I never was much of a conformist, so I'm not going to write about anything topical. I'm such a rebel, I know. You wrote in parentheses that I know who I am, and it's true. I don't know much, but I've got a handle on that. Ice cream sundaes just aren't the same without hot chocolate. I cannot be blamed. You, from the past, wondered if you should stand strong or surrender. I can't help but feel implicated in that line of thought... perhaps it is vanity. But it got me thinking.
Mostly about you.
I don't want to control you or confine you. I don't want to change who you are, or deflect you. I don't want to buy, sell, or process you. I know the feeling of wanting to fight just for the sake of fighting. I felt that way a few years ago. A new friend with a whirlwind entrance into my life, and the best job offer I've ever received. "Come with me! Work in a coffee shop up in Denali National Park for the summer." Yes please. I'll take second helpings of Run Away From Myself. But a buzz in the back of my spine told me not to go. I agonized over it; there was nothing I had ever wanted to do more. I lost sleep, and my mind suffered through a fever of the will. By daybreak the temperature of my thoughts had finally fallen, and I felt depressingly resigned. Staying was not what I wanted to do. I bore it like a cross, bitter. But, as with most things God gives me, I eventually discovered that it was not only what I needed to do, it was what I wanted to do as well.
I told a story, which means I agree with you. My empathy is strong. It is not what I hoped: to cause you to feel stuck between what feels like freedom and what appears to be the opposite. I want freedom for you. I want you to feel free.
There is an undeniable mental space occupied by a lone soul which vanishes in the presence of another. I understand this. I am not blind to the physical laws governing human relationships. I understand what it is to feel the heart pulled towards some green patch of imagination.
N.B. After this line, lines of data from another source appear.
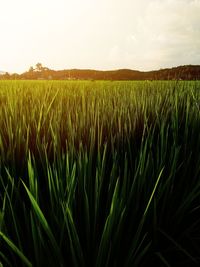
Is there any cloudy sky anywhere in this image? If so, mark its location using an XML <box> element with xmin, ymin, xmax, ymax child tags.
<box><xmin>0</xmin><ymin>0</ymin><xmax>200</xmax><ymax>72</ymax></box>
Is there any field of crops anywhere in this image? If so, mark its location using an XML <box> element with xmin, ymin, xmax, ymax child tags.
<box><xmin>0</xmin><ymin>81</ymin><xmax>200</xmax><ymax>267</ymax></box>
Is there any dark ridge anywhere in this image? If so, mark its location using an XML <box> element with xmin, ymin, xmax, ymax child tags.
<box><xmin>0</xmin><ymin>64</ymin><xmax>200</xmax><ymax>81</ymax></box>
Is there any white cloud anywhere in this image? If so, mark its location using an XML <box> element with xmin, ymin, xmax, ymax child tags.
<box><xmin>0</xmin><ymin>0</ymin><xmax>200</xmax><ymax>71</ymax></box>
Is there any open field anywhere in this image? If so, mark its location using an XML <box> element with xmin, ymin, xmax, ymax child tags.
<box><xmin>0</xmin><ymin>81</ymin><xmax>200</xmax><ymax>267</ymax></box>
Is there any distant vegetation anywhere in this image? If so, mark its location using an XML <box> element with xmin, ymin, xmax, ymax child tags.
<box><xmin>0</xmin><ymin>63</ymin><xmax>200</xmax><ymax>80</ymax></box>
<box><xmin>0</xmin><ymin>80</ymin><xmax>200</xmax><ymax>267</ymax></box>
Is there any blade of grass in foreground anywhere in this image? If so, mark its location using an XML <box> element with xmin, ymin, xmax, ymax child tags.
<box><xmin>22</xmin><ymin>181</ymin><xmax>61</xmax><ymax>266</ymax></box>
<box><xmin>0</xmin><ymin>231</ymin><xmax>32</xmax><ymax>267</ymax></box>
<box><xmin>125</xmin><ymin>167</ymin><xmax>164</xmax><ymax>267</ymax></box>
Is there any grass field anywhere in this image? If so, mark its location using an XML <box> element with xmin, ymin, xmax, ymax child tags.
<box><xmin>0</xmin><ymin>81</ymin><xmax>200</xmax><ymax>267</ymax></box>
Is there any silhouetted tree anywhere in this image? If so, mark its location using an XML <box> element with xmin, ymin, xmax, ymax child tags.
<box><xmin>35</xmin><ymin>63</ymin><xmax>43</xmax><ymax>71</ymax></box>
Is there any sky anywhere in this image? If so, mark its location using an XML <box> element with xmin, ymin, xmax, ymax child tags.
<box><xmin>0</xmin><ymin>0</ymin><xmax>200</xmax><ymax>73</ymax></box>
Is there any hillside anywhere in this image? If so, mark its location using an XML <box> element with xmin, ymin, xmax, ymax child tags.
<box><xmin>0</xmin><ymin>65</ymin><xmax>200</xmax><ymax>80</ymax></box>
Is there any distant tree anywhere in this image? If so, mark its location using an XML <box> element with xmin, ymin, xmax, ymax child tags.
<box><xmin>29</xmin><ymin>66</ymin><xmax>34</xmax><ymax>72</ymax></box>
<box><xmin>35</xmin><ymin>63</ymin><xmax>43</xmax><ymax>71</ymax></box>
<box><xmin>4</xmin><ymin>72</ymin><xmax>10</xmax><ymax>80</ymax></box>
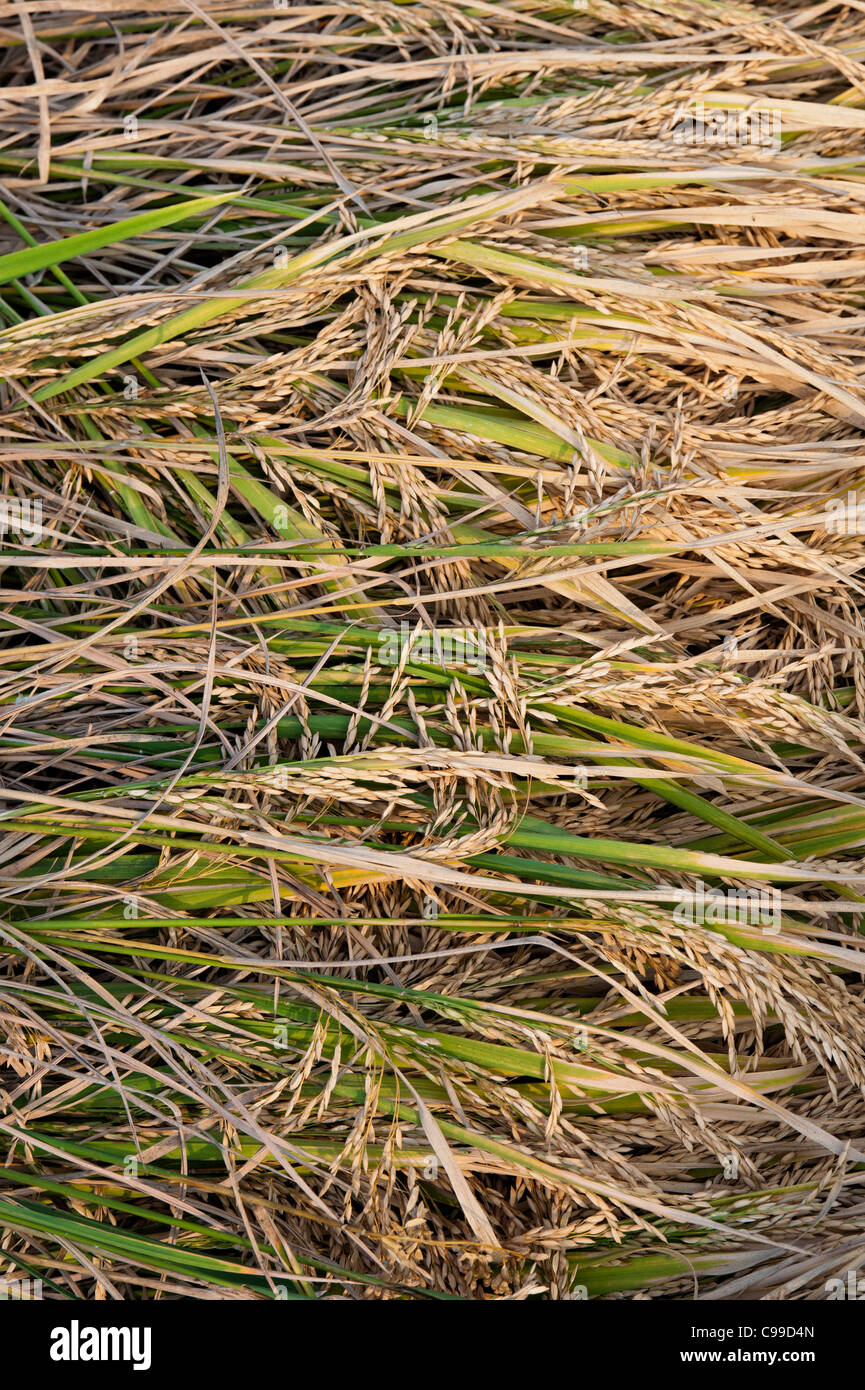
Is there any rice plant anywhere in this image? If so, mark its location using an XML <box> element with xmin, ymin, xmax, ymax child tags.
<box><xmin>0</xmin><ymin>0</ymin><xmax>865</xmax><ymax>1300</ymax></box>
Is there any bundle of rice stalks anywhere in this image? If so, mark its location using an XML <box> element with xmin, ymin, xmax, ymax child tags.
<box><xmin>0</xmin><ymin>0</ymin><xmax>865</xmax><ymax>1300</ymax></box>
A garden yearned after, in which we can see ourselves as undressed, as we lived in The Beginning. I know it too. I am idly reminded, though, of our first parents, and how even in that place of peace it was not good to be alone. The symmetries I'm drawing are loose ones, but it's worth considering the things we paint ourselves to desire.
I am a devoted believer in possibility. Realizing the invisible requires this delicate hands-off involvement. It's a dichotomy. Anything good is worth working for, so it is as good as you make it. Anything good is from God, so it can be as good as you let it be. Care for a plant, but don't tell it how to grow.
I want to be the one with whom you are free.